“Jika bukan melalui guru, lalu dari mana kita kan mendapat kucuran ilmu?”
Tak ada pilihan lain bagi pembelajar yang ingin mendulang banyak ilmu, selain mengembangkan terlebih dahulu kesabaran dalam menghadapi guru. Tidak hanya kesabaran dalam arti berusaha menerima dan mencerna ilmu yang diajarkan, melainkan juga kesabaran dalam menerima pribadi beliau apa adanya.
Seorang guru hanyalah penyampai. Kadar penyampaiannya amat tergantung pada kadar kualitas dirinya. Apapun itu, fokus kita mestilah pada ilmu. Kita yang membutuhkan, kita lah yang perlu membangun keteguhan.
Beberapa cara berpikir yang bisa dilatih untuk melahirkan kesabaran saat berhadapan dengan seorang guru adalah:
- Berpikirlah laksana seorang musafir di tengah guru nan tandus. Diri ini teramat haus. Lalu datanglah seorang membawa air. Meski sedikit, pun rasa tak nikmat benar, tetap saja syukur yang terucap.
- Takkan ada ilmu terkucur jika tak melalui guru. Buku? Yang menulis guru. Video di internet? Yang membuat guru. Kita menikmati ilmu sebab ada orang-orang yang berniat menyebarkan ilmu.
- Guru adalah pembawa ilmu—pesan Tuhan. Ilmu adalah cahayaNya. PetunjukNya. Lalu ada seorang yang bersusah payah membawakannya. Tidakkah dalam gelap kita merindu cahaya? Lalu bagaimana kah hendak mencela sang pembawa?

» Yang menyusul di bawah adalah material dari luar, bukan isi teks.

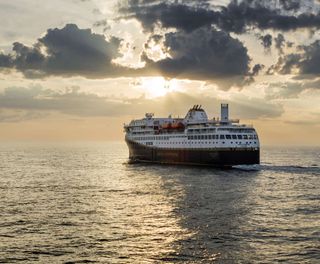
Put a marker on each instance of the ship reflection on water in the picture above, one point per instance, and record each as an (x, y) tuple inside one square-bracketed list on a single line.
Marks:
[(85, 203)]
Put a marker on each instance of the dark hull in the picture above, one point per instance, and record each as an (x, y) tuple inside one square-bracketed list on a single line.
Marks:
[(219, 157)]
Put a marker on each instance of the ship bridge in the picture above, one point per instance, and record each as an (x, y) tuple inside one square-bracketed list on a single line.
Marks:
[(196, 115)]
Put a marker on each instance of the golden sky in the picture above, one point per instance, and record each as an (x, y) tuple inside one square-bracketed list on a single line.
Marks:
[(79, 69)]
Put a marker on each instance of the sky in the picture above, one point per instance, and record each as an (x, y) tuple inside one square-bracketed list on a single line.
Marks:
[(79, 69)]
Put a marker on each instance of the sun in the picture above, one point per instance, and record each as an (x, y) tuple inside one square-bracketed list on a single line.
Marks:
[(157, 86)]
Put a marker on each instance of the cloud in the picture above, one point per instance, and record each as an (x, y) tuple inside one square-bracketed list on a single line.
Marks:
[(279, 43), (266, 41), (236, 17), (305, 62), (20, 103), (203, 54), (290, 89), (67, 51)]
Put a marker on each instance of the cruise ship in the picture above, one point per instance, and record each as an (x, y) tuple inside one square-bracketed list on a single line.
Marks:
[(193, 140)]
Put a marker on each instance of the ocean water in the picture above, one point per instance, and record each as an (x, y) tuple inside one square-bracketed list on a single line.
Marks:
[(83, 203)]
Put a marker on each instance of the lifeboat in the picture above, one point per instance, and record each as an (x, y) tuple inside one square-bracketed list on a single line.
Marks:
[(178, 125)]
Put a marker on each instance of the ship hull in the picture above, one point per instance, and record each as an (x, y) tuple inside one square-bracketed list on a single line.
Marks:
[(219, 157)]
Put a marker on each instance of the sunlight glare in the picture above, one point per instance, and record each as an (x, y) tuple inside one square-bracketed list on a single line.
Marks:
[(157, 86)]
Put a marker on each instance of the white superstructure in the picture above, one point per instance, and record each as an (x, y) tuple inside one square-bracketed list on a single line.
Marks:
[(195, 131)]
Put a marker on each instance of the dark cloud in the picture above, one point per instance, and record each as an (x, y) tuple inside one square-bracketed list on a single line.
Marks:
[(279, 43), (266, 41), (67, 51), (19, 103), (236, 17), (181, 16), (204, 54), (306, 61)]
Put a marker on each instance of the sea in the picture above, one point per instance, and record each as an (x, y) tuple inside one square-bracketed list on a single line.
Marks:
[(84, 203)]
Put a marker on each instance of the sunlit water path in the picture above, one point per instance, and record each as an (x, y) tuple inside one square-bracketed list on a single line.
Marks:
[(77, 203)]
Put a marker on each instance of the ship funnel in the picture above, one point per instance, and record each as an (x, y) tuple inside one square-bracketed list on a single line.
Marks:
[(224, 113)]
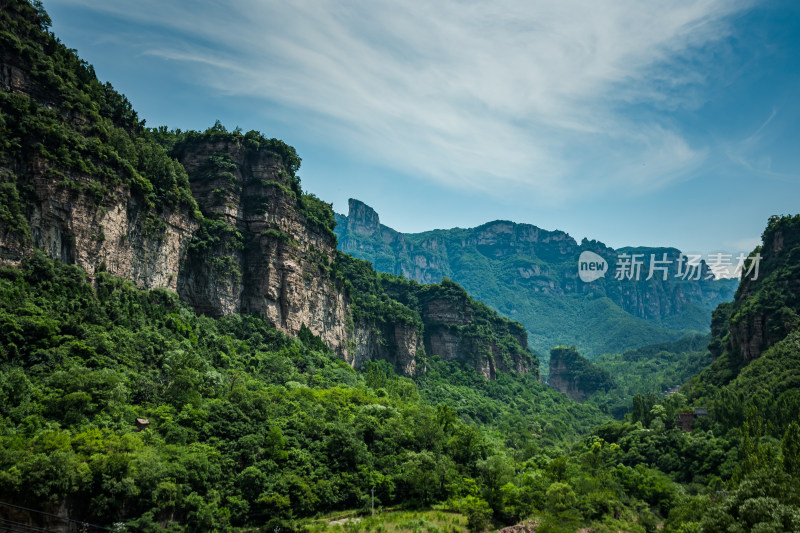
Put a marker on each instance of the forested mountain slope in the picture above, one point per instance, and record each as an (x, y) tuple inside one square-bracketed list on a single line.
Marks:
[(531, 275)]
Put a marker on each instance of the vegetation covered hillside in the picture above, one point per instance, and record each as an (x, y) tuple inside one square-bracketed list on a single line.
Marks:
[(531, 275)]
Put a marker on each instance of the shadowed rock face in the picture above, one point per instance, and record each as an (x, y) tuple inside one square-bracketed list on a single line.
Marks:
[(91, 187), (271, 261), (766, 309), (576, 376), (529, 273)]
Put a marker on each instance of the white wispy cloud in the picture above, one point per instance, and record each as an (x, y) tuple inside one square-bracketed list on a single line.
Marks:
[(547, 98)]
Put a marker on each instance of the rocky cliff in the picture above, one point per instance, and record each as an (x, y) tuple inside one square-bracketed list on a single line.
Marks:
[(217, 216), (576, 376), (766, 308), (531, 275), (458, 328)]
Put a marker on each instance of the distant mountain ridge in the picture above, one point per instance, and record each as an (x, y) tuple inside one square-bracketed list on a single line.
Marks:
[(531, 275)]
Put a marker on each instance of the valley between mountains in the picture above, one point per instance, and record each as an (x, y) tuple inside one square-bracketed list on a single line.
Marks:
[(190, 341)]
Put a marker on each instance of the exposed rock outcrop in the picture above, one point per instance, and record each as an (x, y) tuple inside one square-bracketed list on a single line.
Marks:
[(576, 376)]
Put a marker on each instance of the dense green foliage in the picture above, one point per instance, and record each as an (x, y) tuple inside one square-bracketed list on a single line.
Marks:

- Jangan tertipu hanya pada ilmu yang tersurat. Sungguh, ilmu yang tersirat jauh lebih berlimpah. Seorang guru yang telah hidup bersama ilmunya kan melahirkan gerak-gerik yang lebih kaya dibandingkan perkataannya. Sebab pengalaman batin kerap sulit dijelaskan lewat kata-kata.
- Jika asyik tidaknya seorang guru memengaruhi semangatmu, maka periksalah kesucian niatmu. Sebab tujuan kita ilmu. Kala masih memilah memilih, itu lah tanda lemahnya kesungguhan.
- Tak ada ilmu yang remeh. Tak ada ilmu yang sederhana. Sebab bagi seorang guru, jika ia belum dapat menjelaskan sesuatu dengan cara yang mudah, ia belumlah terlalu paham. Maka pada kesederhanaan, wahai murid, penasaranlah pada kedalaman yang ada dibaliknya.
- Bukan, bukan guru itu yang sedang mengajarimu. Tapi Dia. Sebab ilmu milikNya, maka pembelajaranmu akan ilmunya, sejatinya adalah jalan tuk berbicara denganNya. Melalui cahayaNya, Dia menyapamu. Tidakkah kau kan bahagia?